Стоя перед произведениями Арпа, я обычно обращаюсь к своим исходным мыслям и чувствам: глядя на «Рост», я спрашиваю себя, что вызывает во мне это стихотворение в мраморе. Обходя «Рост» кругом, я понимаю, что это – две слившиеся в симбиозе формы. Вертикальная скульптура похожа на тотем, и каждая из форм, словно символическая голова бога, будто бы формируется из той, что находится под или над ней. Но из-за резкого разворота, разрыва и похожего на открытый перелом смещения посередине скульптуры кажется, что «Рост» разделен на две большие формы или состоит из последовательности движений. Более крупная и тяжелая из двух форм находится сверху и вызывает ассоциации с колоссальной ношей, которую поднимает или поддерживает меньшая нижняя часть скульптуры.

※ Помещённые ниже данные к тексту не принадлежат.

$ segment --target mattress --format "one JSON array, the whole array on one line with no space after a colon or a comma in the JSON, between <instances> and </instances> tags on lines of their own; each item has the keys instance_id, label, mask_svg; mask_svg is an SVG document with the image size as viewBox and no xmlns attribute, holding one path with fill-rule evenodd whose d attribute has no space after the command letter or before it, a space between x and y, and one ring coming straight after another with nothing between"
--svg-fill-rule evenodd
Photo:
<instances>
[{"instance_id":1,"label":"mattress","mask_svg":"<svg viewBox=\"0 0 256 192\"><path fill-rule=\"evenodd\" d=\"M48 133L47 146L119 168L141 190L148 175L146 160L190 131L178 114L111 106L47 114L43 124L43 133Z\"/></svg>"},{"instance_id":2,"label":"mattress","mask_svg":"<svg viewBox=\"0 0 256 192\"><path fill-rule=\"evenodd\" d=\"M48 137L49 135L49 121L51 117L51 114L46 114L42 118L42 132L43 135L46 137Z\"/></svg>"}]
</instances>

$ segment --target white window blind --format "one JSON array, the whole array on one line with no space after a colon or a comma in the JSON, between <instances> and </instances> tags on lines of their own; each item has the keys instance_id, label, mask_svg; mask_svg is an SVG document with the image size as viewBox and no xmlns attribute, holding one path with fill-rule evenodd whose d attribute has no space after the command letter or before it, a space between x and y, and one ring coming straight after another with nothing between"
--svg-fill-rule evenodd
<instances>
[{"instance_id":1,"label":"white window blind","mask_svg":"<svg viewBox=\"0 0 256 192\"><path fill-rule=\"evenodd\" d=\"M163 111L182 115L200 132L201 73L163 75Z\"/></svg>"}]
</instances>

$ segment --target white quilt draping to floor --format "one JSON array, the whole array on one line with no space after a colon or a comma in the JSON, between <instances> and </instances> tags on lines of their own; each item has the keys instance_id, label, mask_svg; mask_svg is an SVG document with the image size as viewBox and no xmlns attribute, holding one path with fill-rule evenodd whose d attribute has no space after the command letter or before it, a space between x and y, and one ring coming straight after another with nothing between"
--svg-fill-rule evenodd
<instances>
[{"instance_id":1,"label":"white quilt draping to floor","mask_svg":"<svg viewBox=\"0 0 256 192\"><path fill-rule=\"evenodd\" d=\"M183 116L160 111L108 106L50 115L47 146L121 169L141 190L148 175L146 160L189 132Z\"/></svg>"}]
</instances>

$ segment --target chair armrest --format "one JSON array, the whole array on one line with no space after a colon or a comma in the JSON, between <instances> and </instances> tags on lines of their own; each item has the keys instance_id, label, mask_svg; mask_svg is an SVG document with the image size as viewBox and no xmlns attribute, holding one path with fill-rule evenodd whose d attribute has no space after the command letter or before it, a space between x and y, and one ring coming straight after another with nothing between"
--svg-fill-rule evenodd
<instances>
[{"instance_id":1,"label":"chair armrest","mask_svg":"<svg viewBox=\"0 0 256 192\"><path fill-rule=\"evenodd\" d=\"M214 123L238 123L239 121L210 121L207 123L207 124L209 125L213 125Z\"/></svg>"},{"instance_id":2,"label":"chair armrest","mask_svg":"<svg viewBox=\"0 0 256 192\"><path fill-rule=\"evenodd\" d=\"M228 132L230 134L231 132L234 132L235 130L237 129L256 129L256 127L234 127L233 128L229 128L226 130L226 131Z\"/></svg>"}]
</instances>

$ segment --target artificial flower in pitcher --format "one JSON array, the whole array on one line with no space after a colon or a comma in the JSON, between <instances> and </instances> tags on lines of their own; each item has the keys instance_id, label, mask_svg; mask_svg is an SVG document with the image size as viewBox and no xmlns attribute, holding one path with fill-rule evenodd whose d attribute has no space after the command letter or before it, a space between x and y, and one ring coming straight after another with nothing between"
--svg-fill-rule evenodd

В «Росте» символические отношения между верхней и нижней частью, чем-то схожие с отношениями паразита и носителя, создают ощущение баланса и статичности. Я полагаю, что верхняя форма отвечает за устойчивость нижней и что более слабая и податливая нижняя форма была бы незавершенной без груза верхней, и наоборот. Нижняя форма «Роста» словно бы делает плие и напоминает танцора, который поднимает партнера, или штангиста, который выполняет толчок. А еще мне вспоминаются классические греческие колонны, немного расширяющиеся перед тем, как сузиться у основания; эта эстетическая уловка подчеркивает естественность, с которой колонна сдерживает напор и массу фронтона и распределяет эту силу вовне.
«Рост» изящно и чувственно взлетает вверх и в то же время распрямляется, как скрученный корень. Он проталкивается наружу там и сям, соблазнительно выставляя свои многочисленные бедра и выпячивая многочисленные груди, которые затем превращаются в носы, пальцы ног, колени и подбородки. Спины становятся фасадами, а потом и профилями; семена трансформируются в почки, а те – в спелые плоды. Женский живот вытягивается шеей, а та превращается в грушу. Локоть оборачивается клювом, головкой члена, зевающим ртом. Как только вы решаете, что видите изгибы губ, ягодиц или грудей, формы в вашем воображении перестраиваются, превращаясь в тени, распустившиеся цветы, изменчивые облака. Ощущение того, что верхняя форма порождает нижнюю, и наоборот, противостоит эротизму скульптуры и заложенному в нее духу борьбы, одновременно усиливая их. Арп напоминает нам о присущей жизни жестокости и о том, что взаимозависимые отношения между матерью и ребенком – такая же несущая конструкция, как отношения между фронтоном и колонной. Глядя на «Рост», я вспоминаю, как одна женщина рассказала мне о своем опыте деторождения: «Натяните верхнюю губу себе на голову, а нижнюю – на колени. Вот такие ощущения». Это чувство красоты и жестокости, бесконечного взаимопревращения матери и ребенка, бремени и основания играет с нашим представлением о том, что именно находится сверху, а что – снизу; что появилось до, а что – после. Моя неспособность обозначить границы и эволюционные этапы жизни скульптуры играет с моим собственным ощущением хода времени и процесса развития. Неясно, смотрим ли мы на что-то растущее или, напротив, наблюдаем процесс разложения – или и то и другое.
Арп развивает метафору неоднозначности времени и последовательности при помощи других аналогий. Создавая такие гладкие, биоморфные формы – формы, которые кажутся плодами, почками, бедрами, а затем и колоннами, из торсов превращаются в деревья или скульптурные бюсты, – Арп активизирует не только огромное количество альтернативных историй прошлого и даже будущего, но и кажущийся бесконечным ряд альтернативных реальностей. Возможно, я смотрю на кость или скелет – внутреннюю структуру – когда-то живого, но уже умершего органического существа; а может быть, я вижу не что-то целое, а только часть – к примеру, ногу; или я смотрю на совокупность фрагментарных обломков античной архитектуры и скульптуры: сломанные и отсутствующие конечности, пьедесталы, головы и короны; или я столкнулся с чем-то вышедшим из-под контроля на клеточном уровне, например раком; или передо мной призрак всех этих вещей. Сочетая и совмещая в себе органическое и созданное руками человека, внутреннее и внешнее, ощущение от чего-то только зарождающегося и от видавшего виды памятника старины, «Рост» отсылает к различным культурным, символическим и органическим процессам. Работая в «до» и «после», на микро– и макроуровне, «Рост» Арпа сжимается и расширяется, изгибается, как исполнительница танца живота или спираль ДНК, несет в себе неистовство роста, эротизм, соблазн и примитивность палеолитических Венер, кропотливо прописанные полихромные черты которых стерлись и разгладились с течением времени и под действием погоды и множества прикосновений.